Financial Times, L. Hornby: China’s steel battles with west set to intensify
- China’s steel industry accounted last year for half of global production.
- As China’s growth slows and infrastructure and property construction hit saturation point, more steel is set to flow into global markets.
- U.S. President Donald Trump announced that he would launch a “national security” investigation, which could lead into sweeping tariffs theoretically aimed at reducing imports of Chinese steel.
- However, “they [the U.S.] are actually more worried about competition in third countries. It’s not so much about the Chinese presence in the US market,” said Mei Xinyu, a strategist for the Chinese ministry of commerce.

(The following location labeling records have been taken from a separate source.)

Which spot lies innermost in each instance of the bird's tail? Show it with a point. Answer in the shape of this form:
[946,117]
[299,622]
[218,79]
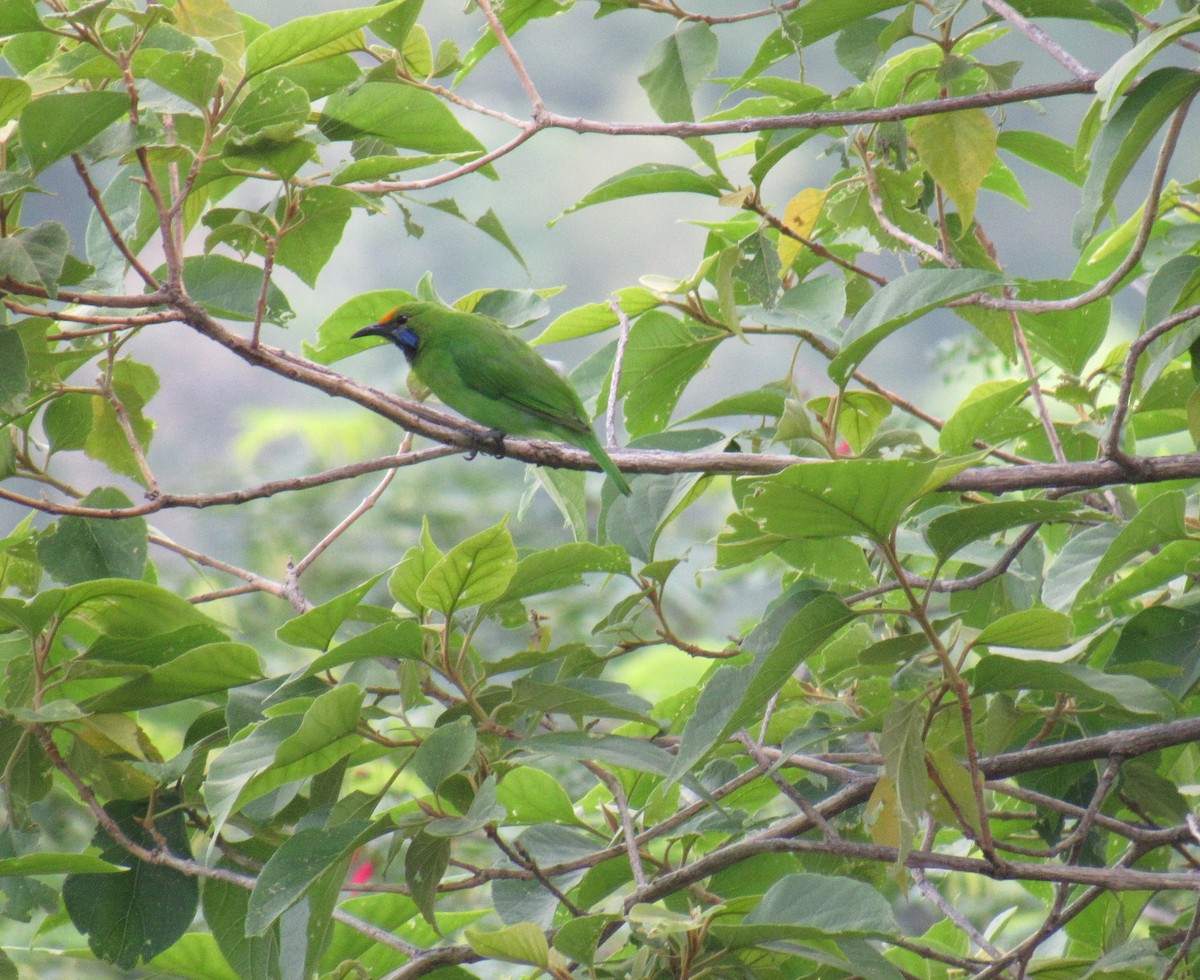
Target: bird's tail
[592,445]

- Chinese state-owned enterprises have moved up the value chain, further diminishing foreign steelmakers’ margins.
The Guardian, C. Barr: Inequality Index: where are the world’s most unequal countries?
- The World Bank’s Gini index has South Africa, Namibia and Haiti as the most unequal countries in the world, whereas Ukraine, Slovenia and Norway are considered the most equal.

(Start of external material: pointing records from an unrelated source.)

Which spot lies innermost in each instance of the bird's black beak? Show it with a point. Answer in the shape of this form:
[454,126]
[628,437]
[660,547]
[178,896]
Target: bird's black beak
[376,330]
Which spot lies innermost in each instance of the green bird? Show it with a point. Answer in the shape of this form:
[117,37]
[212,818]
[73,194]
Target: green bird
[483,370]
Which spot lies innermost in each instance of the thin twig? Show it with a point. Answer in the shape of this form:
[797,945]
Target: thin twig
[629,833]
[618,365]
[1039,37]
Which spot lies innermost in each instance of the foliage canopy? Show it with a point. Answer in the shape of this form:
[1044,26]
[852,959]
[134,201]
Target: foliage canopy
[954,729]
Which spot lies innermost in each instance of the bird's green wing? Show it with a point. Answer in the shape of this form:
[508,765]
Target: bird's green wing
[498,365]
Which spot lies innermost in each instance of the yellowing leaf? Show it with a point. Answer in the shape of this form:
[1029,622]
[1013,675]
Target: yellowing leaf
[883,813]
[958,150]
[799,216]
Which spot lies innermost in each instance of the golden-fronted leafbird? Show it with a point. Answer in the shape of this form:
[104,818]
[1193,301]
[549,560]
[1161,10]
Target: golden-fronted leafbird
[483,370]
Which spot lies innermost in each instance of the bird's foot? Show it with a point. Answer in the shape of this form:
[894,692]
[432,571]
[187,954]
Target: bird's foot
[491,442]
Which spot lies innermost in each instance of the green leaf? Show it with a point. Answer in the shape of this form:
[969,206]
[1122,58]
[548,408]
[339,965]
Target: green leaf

- According to the Palma ratio, which measures income inequality a little bit differently, the top 3 countries are the same, whereas Botswana replaces Namibia in the bottom 3.
- The World Happiness report takes a more comprehensive look at living standards. Happiness is measured in terms of GDP per capita, social support, healthy life expectancy and people’s perception of their freedom to make life choices, generosity, and perceptions of corruption.
- According to this latter measure, Nordic countries lead the way in terms of equality, while the Central African Republic, Burundi and Tanzania lag behind.
Al-Monitor, M. Dabrowski: Iran Polling: Will vote see a Rouhani-Ghalibaf rematch?
- According to a recent poll conducted by IranPoll, President Hassan Rouhani is viewed favourably by 62% of Iranians. As for the current mayor of Tehran, Mohammad Bagher Ghalibaf (who came in second in the last elections), 67% have a favourable opinion of him.
- Rouhani’s popularity seems to have retreated a bit since the nuclear deal was reached, but it was extremely high before. Most Iranians perceive Rouhani’s economic efforts as insufficient.
- Ghalibaf led Rouhani in most credible polls during the 2013 campaign. However, as Rouhani’s surprise win demonstrates, it’s not unusual to see big swings in the polls throughout Iran’s campaign season.
- Elections will be held on May 19. There is a preliminary list of 6 presidential hopefuls, and some polls seem to indicate there may be another Rouhani-Ghalibaf battle, but many of them are unreliable.